Com’è noto, Renzi ha pubblicato un libro che si chiama Avanti (Feltrinelli), un titolo che sa molto di paradosso, se non di ossimoro, perché non poche pagine sono state utilizzate per fare i conti con il passato, come ha ammesso lo stesso autore «era giusto mettere agli atti per evitare ricostruzioni fantasiose». La forza comunicativa di Renzi si è sempre basata più sulla forma che sul contenuto. Nei suoi discorsi ciò che importava era il tono, la forma, l’amore per la battuta a effetto. Renzi contava in quanto icona, in quanto lì, pura potenza che si prestava (con un certo grado di ottimismo della volontà) a diventare atto nelle operazioni di governo. Adesso tutto è cambiato, bisogna rispondere alla domanda chiave di Mentana: «Perché tutti ce l’avevano con lei?». Renzi è molto meno efficace quando gioca in difesa, quando è costretto a rivendicare il lavoro fatto, quando deve giustificare la sconfitta: «La storia dirà se il referendum costituzionale è stato davvero sul merito o sul mio governo. Io lo rifarei, quel referendum non era per me».
Sicuro? E poi, a mettersi sul piano delle battute con Mentana, si rischia sempre.

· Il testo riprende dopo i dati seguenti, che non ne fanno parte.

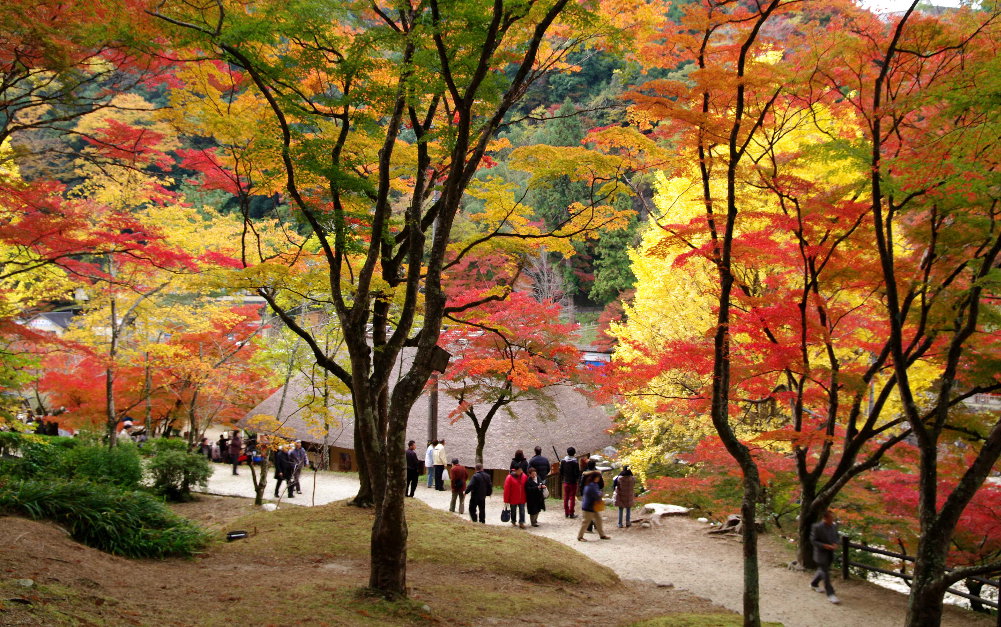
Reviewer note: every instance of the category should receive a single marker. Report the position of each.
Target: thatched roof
(574, 423)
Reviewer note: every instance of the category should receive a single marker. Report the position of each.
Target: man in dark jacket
(235, 448)
(825, 538)
(298, 459)
(412, 468)
(542, 465)
(480, 486)
(570, 475)
(456, 477)
(282, 471)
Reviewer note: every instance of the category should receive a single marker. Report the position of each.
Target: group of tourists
(289, 460)
(525, 488)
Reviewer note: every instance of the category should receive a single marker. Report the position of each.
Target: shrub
(172, 470)
(130, 524)
(119, 466)
(42, 456)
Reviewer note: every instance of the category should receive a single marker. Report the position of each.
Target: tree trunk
(389, 530)
(749, 534)
(259, 485)
(808, 516)
(480, 444)
(924, 605)
(365, 496)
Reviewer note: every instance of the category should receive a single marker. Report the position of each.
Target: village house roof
(576, 423)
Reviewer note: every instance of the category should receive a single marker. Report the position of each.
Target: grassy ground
(307, 566)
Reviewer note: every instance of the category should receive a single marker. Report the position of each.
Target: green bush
(130, 524)
(119, 466)
(173, 470)
(43, 456)
(67, 458)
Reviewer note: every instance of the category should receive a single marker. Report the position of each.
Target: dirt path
(678, 552)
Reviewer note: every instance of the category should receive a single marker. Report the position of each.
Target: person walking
(282, 471)
(570, 475)
(625, 494)
(519, 461)
(429, 462)
(542, 465)
(223, 445)
(825, 538)
(592, 506)
(535, 502)
(457, 476)
(591, 470)
(412, 469)
(515, 497)
(299, 460)
(235, 447)
(439, 462)
(480, 486)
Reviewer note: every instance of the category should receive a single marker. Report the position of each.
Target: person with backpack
(515, 496)
(535, 502)
(412, 469)
(429, 462)
(570, 475)
(542, 465)
(625, 494)
(480, 486)
(592, 506)
(456, 477)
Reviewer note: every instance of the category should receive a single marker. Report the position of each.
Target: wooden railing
(846, 562)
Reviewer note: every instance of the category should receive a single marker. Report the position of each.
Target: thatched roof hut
(522, 425)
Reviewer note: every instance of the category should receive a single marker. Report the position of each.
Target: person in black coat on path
(542, 465)
(570, 476)
(412, 468)
(519, 461)
(282, 472)
(480, 486)
(534, 497)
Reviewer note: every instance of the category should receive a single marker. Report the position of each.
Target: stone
(660, 509)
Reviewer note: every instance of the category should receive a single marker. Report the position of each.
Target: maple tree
(720, 115)
(808, 326)
(506, 353)
(933, 158)
(379, 115)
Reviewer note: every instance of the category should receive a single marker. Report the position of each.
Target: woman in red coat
(514, 496)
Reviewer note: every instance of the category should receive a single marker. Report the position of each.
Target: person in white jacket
(439, 463)
(429, 462)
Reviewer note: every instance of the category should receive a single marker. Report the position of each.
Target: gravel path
(677, 552)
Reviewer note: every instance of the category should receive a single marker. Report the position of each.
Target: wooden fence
(846, 562)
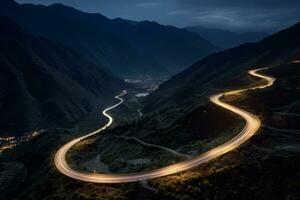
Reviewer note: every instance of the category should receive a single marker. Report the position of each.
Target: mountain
(213, 71)
(226, 39)
(126, 48)
(44, 84)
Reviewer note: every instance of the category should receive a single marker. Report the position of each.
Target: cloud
(148, 4)
(262, 15)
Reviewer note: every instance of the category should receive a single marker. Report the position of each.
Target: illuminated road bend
(252, 125)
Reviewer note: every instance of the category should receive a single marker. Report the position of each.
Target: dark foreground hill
(124, 47)
(44, 84)
(214, 70)
(266, 167)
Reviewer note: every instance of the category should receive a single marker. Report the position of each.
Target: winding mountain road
(252, 125)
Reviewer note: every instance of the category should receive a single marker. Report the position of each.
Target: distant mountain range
(226, 39)
(44, 84)
(213, 71)
(124, 47)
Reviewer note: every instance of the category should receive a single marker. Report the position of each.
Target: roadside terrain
(266, 167)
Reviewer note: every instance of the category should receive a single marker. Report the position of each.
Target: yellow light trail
(252, 125)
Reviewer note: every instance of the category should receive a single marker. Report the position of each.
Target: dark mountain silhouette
(226, 39)
(126, 48)
(215, 70)
(44, 84)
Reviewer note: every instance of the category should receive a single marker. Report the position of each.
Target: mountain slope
(44, 84)
(214, 70)
(226, 39)
(121, 46)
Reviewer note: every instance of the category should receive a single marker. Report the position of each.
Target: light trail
(252, 125)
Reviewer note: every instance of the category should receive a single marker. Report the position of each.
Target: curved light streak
(252, 125)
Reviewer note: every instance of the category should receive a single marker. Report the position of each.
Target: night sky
(239, 15)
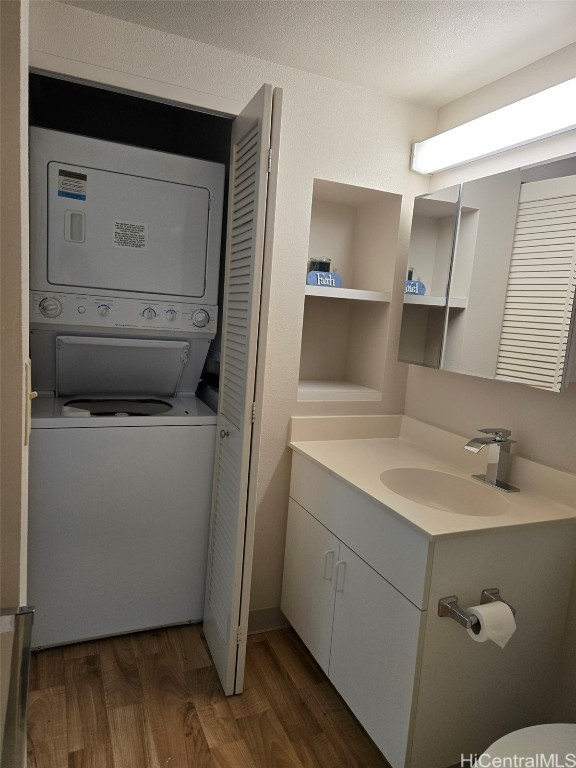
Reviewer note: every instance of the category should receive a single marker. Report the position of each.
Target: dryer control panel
(116, 312)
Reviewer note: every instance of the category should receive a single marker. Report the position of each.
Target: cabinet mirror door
(498, 302)
(479, 276)
(432, 239)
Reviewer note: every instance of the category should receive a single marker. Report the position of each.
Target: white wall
(544, 423)
(13, 316)
(329, 130)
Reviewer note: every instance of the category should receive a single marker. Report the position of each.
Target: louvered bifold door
(537, 321)
(247, 205)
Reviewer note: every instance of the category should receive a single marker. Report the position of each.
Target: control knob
(51, 306)
(200, 318)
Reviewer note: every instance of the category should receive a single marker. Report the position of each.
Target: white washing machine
(125, 248)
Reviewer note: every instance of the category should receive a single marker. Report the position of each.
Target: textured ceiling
(427, 51)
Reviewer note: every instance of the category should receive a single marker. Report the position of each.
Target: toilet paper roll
(496, 623)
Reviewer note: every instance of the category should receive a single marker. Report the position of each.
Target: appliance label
(129, 234)
(72, 184)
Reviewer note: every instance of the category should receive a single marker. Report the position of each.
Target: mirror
(499, 304)
(432, 240)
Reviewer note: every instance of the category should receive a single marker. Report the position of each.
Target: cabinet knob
(328, 564)
(340, 575)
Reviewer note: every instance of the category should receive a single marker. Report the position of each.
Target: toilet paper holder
(448, 607)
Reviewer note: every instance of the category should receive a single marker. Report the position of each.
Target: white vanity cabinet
(308, 588)
(359, 628)
(361, 588)
(362, 631)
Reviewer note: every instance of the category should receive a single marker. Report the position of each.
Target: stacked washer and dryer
(125, 255)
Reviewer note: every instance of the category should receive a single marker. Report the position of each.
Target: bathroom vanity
(366, 566)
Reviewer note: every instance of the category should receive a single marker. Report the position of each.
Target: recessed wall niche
(344, 329)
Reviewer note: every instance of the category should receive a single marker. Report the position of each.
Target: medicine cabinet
(497, 257)
(344, 329)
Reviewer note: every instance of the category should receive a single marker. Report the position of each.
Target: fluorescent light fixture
(545, 114)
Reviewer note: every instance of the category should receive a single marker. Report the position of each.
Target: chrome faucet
(498, 456)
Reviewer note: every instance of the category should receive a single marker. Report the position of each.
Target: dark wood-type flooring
(153, 700)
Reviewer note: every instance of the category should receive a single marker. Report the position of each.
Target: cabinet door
(307, 589)
(374, 653)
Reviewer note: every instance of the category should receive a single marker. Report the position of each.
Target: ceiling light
(545, 114)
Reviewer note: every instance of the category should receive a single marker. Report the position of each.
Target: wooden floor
(153, 700)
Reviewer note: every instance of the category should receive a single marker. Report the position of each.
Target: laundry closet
(128, 204)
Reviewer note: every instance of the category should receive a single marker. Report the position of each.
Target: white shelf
(347, 293)
(322, 391)
(435, 301)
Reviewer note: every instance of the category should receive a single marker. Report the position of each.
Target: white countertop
(360, 462)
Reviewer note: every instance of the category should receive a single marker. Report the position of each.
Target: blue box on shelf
(324, 279)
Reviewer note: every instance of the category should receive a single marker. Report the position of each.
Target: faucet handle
(501, 435)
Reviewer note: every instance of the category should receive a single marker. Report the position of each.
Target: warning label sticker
(129, 234)
(72, 184)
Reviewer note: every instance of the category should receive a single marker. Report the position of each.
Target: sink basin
(442, 490)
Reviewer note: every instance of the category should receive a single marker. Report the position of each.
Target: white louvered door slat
(537, 322)
(229, 555)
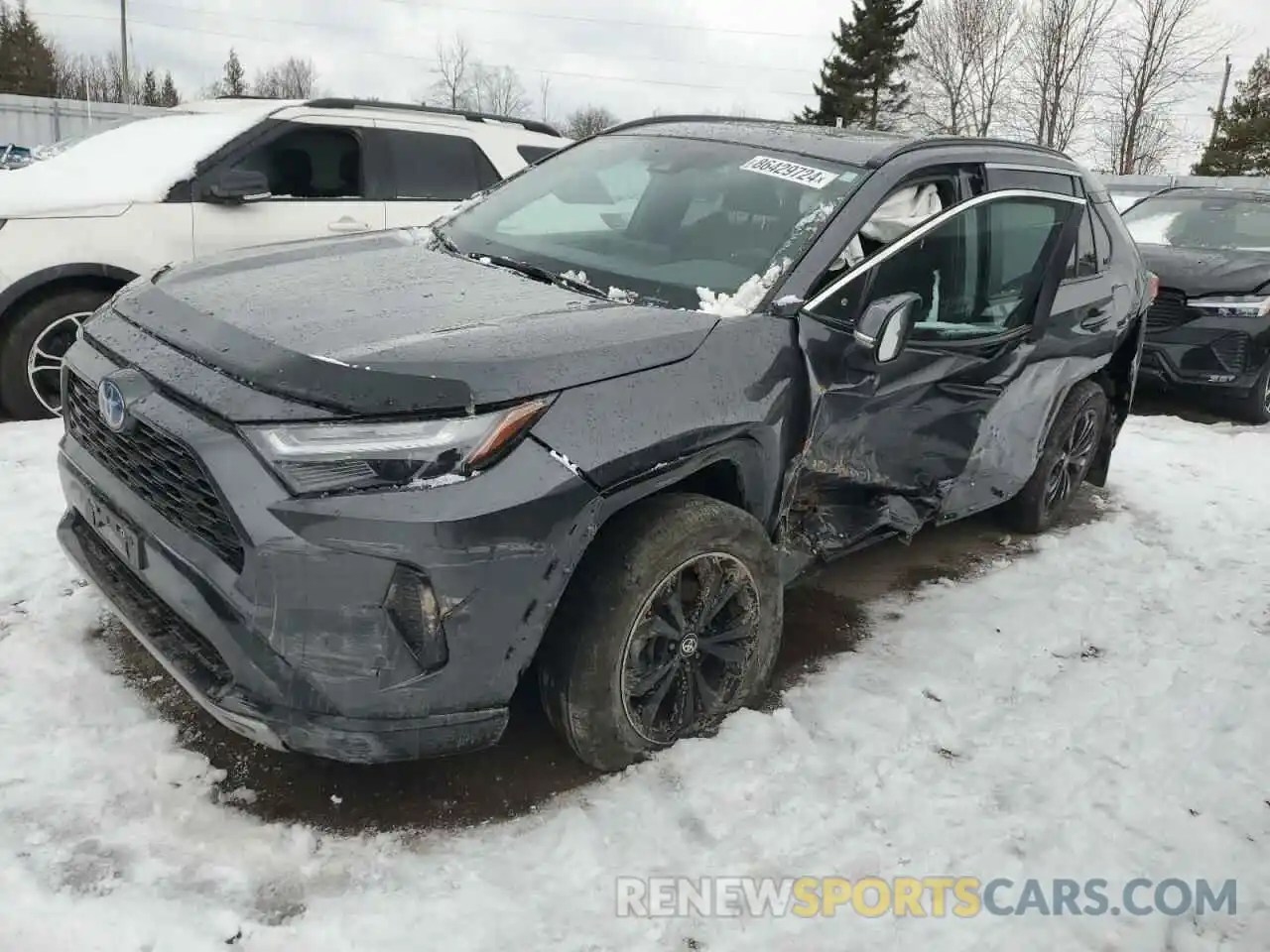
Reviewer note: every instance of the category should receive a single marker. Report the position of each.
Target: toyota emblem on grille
(111, 405)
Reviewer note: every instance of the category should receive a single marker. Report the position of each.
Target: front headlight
(321, 457)
(1233, 304)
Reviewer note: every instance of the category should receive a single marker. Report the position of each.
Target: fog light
(412, 608)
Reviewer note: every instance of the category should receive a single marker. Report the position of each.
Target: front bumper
(284, 633)
(1188, 349)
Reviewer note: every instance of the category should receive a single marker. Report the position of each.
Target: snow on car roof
(137, 162)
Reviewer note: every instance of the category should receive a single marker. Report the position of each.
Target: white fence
(33, 121)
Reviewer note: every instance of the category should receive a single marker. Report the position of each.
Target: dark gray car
(349, 492)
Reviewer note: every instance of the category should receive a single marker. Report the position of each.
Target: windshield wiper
(444, 240)
(539, 273)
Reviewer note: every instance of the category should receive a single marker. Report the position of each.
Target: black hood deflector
(381, 324)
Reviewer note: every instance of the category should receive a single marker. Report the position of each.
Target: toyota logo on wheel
(109, 404)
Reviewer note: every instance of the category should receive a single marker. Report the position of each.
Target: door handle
(347, 223)
(1093, 320)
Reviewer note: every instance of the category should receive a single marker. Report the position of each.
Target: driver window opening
(310, 163)
(975, 273)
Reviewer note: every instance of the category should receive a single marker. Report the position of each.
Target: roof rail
(691, 117)
(529, 125)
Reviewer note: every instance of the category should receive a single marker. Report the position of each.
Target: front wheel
(1070, 449)
(672, 622)
(32, 352)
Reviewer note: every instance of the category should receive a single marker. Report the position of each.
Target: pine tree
(857, 80)
(150, 89)
(28, 63)
(235, 77)
(1242, 143)
(169, 95)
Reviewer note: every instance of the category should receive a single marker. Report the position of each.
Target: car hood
(1199, 272)
(381, 324)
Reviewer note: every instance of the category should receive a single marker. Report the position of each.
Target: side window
(1083, 261)
(1033, 179)
(975, 272)
(310, 163)
(1102, 238)
(434, 168)
(532, 154)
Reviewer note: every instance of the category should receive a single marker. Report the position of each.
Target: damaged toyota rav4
(352, 492)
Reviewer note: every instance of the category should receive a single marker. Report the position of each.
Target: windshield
(1227, 222)
(658, 220)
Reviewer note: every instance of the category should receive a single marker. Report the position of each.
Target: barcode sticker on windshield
(790, 172)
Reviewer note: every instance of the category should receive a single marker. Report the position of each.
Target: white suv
(217, 177)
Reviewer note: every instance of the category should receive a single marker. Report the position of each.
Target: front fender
(739, 399)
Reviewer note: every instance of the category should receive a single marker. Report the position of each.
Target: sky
(634, 59)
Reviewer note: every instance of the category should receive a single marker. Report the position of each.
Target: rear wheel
(1070, 449)
(672, 622)
(32, 352)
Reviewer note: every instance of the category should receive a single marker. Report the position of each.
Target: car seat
(349, 175)
(753, 221)
(293, 173)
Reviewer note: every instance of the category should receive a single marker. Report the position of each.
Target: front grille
(158, 468)
(1169, 309)
(181, 644)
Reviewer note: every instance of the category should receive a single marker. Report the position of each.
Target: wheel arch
(731, 472)
(51, 281)
(734, 472)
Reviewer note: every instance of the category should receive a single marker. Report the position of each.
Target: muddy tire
(32, 348)
(1070, 449)
(672, 621)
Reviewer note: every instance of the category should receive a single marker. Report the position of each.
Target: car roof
(271, 107)
(1260, 194)
(852, 146)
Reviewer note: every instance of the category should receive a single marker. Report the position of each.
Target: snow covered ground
(969, 735)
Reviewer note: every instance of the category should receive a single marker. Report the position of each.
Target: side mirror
(239, 185)
(885, 325)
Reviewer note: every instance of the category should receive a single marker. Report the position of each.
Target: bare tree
(93, 77)
(544, 91)
(1156, 60)
(498, 90)
(291, 79)
(454, 68)
(588, 121)
(1061, 51)
(966, 50)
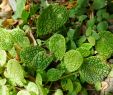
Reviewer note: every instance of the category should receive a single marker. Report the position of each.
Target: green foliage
(98, 4)
(6, 42)
(19, 8)
(51, 19)
(3, 57)
(57, 45)
(61, 48)
(19, 38)
(41, 60)
(104, 45)
(94, 70)
(15, 73)
(54, 74)
(73, 60)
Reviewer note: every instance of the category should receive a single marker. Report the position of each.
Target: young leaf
(98, 4)
(51, 19)
(41, 60)
(19, 8)
(104, 45)
(54, 74)
(6, 42)
(58, 92)
(32, 87)
(73, 60)
(23, 92)
(57, 45)
(94, 70)
(19, 38)
(15, 72)
(3, 57)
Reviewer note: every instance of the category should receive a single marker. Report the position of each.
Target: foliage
(51, 48)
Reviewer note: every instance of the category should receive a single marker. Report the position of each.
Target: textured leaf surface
(57, 45)
(98, 4)
(73, 60)
(23, 92)
(15, 72)
(3, 57)
(28, 53)
(94, 70)
(19, 8)
(19, 38)
(54, 74)
(41, 60)
(32, 87)
(104, 45)
(6, 42)
(51, 19)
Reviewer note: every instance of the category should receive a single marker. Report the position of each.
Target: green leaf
(19, 8)
(73, 60)
(54, 74)
(98, 4)
(30, 52)
(6, 42)
(98, 86)
(51, 19)
(94, 70)
(15, 72)
(25, 15)
(57, 45)
(3, 81)
(3, 57)
(23, 92)
(19, 38)
(41, 60)
(58, 92)
(32, 87)
(4, 90)
(38, 79)
(67, 85)
(102, 26)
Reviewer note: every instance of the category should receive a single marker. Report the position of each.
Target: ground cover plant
(56, 47)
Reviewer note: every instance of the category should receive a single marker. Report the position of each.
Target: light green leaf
(57, 45)
(102, 26)
(19, 8)
(19, 38)
(41, 60)
(54, 74)
(94, 70)
(51, 19)
(3, 57)
(58, 92)
(91, 40)
(98, 4)
(67, 85)
(4, 90)
(23, 92)
(3, 81)
(32, 87)
(38, 79)
(15, 72)
(73, 60)
(6, 42)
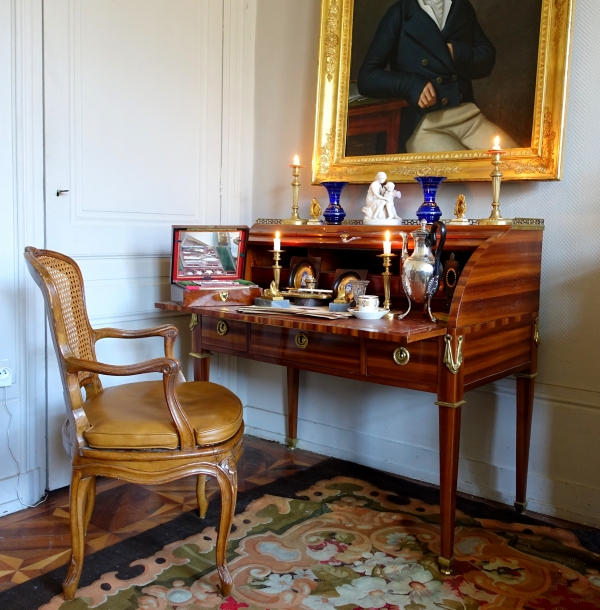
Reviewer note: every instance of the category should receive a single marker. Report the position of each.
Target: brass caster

Invitato a dare risposte più «secche», deve incassare l’inevitabile facezia: «Compatibilmente con il livello dietetico». Per non parlare delle puntualizzazioni su Khomeini (definito dall’ex premier come un dittatore) o sulle citazioni latine. In questo momento la loquacità non è sufficiente e il carisma è offuscato. Bisogna ricominciare da capo. E per farlo in modo efficace, bisognava forse staccare la spina, sparire per un po’ e non scrivere libri.